In America you can have religious liberty or you can have homosexuality be a protected class of “minority”—but you can’t have both. And when they conflict, guess which one will lose out?
The kids, evidently.
The point is not that there are no morally serious arguments for same-sex marriage. Of course there are. The point, rather, is that the arguments against same-sex marriage are now so countercultural. Even more depressingly, it seems to me true that so few people want to entertain arguments at all.
This column was the most depressing thing I’ve read all day.
And if you’re an unmarried worker and you add a dependent to your health insurance, will Cambridge be paying the extra tax? Don’t be silly. This isn’t really about equal pay for equal work. This was merely a publicity stunt by the city of Cambridge to signal what side of the politically-correct divide they are on.
“Social teaching and the federal budget: a Catholic politician’s views”: In which Rep.

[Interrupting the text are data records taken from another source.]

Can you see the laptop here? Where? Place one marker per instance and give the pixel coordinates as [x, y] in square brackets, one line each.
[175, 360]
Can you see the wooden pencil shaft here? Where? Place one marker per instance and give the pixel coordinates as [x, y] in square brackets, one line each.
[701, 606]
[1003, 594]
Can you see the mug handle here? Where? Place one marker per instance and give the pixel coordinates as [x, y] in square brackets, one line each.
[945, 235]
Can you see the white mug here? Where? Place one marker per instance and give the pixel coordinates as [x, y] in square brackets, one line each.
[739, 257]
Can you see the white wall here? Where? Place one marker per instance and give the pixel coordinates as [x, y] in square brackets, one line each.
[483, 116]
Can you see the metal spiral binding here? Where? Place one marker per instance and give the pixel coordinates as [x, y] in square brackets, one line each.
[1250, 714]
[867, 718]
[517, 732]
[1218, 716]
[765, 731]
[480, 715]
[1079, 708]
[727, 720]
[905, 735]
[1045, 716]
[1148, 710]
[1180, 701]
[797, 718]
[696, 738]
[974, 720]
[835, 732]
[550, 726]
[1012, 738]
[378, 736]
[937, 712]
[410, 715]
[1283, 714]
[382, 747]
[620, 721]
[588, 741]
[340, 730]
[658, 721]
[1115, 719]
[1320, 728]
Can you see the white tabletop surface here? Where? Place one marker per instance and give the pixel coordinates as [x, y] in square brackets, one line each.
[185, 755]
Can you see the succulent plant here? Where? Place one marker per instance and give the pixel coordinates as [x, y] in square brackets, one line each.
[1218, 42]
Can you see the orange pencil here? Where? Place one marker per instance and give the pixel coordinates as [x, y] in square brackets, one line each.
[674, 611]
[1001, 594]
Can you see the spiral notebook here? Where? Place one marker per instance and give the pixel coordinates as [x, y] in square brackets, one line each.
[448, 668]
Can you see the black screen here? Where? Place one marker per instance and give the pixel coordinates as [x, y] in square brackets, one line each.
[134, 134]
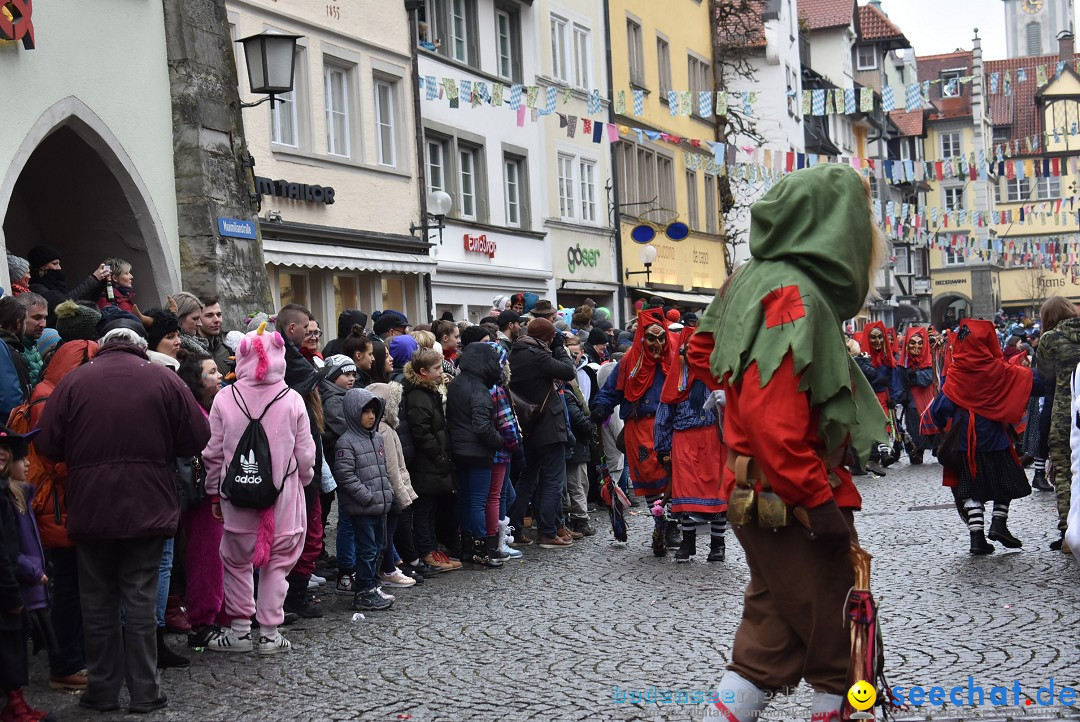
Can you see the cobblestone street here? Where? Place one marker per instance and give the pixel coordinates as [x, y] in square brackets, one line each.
[552, 636]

Paul Ryan (R-Wisc) replies to Catholic theologians who criticized his “Roadmap” for violating Catholic social teaching and its preferential option for the poor.

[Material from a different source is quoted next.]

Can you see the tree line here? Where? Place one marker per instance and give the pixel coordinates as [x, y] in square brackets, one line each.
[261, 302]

Catholic social doctrine is indispensable for officeholders, but there’s a right way and a wrong way to understand it. The wrong way is to treat it like a party platform or a utopian plan to solve all of society’s problems. Social teaching is not the monopoly of one political party, nor is it a moral command that confuses the preferential option for the poor with a preferential option for bigger government.
Makes sense to me.
“Increased Demons in the Middle East”: Tony Campolo notes the increased persecution of Christians in Iraq and Egypt, two nations which have benefitted from democratization.
Jesus once warned us that when we cast out the devil, make sure that we are not making room for devils that are far worse than the one that is cast out. I fear that while certain devils in the Middle East are being run out of their offices, there will be far worse devils that will replace them.
I share Campolo’s fear. However, I hope that over the long term, democratization will foster greater accountability in government and will moderate religious passions. For the short term, however, it does seem that democratization in Arab Muslim countries means increased persecution of Christians.
The jurors were charged with the task of weighing the evidence rationally and inferring whether A was proven or whether B had some probability. Yet the public, the para-jury you might say, the national collection of us watching from a distance and forming our own opinions—we pursued a different approach. Our task was to decide what we felt about the case, the characters involved, and especially the little girl. It is a sad and upsetting case. TV pundits, especially, framed the case in terms of an emotional revulsion toward the crime and the accused. Under these two different ways to frame the moral dilemma, given the science, it is not surprising that the jury and the public arrived at diametrically opposite decisions, and moreover, that the side of moral right should seem so terribly obvious to everyone. Frame the question one way, recruit one set of brain mechanisms, and A is the morally right choice. Acquit. Frame the question differently, engage a different set of brain mechanisms, and B becomes the obvious moral choice. Convict.
We needed neuroscience to tell us that our rational consideration about the facts of a case and our emotional involvement in that case might conflict? This article promised a big insight but failed to deliver it.
Charles Finney’s ideas are at least partly responsible for much that is wrong with American Christianity. But at the same time, heirs such as Lakewood’s Joel Olsteen, while at times terribly misleading and deserving of critique, are also the very messengers through whom thousands upon thousands of people first consider the possibility that they matter to God. Throughout Scripture and history, God has displayed a penchant for somehow using even the most questionable of characters to accomplish his work. People like Charles Finney. Even people like you and me.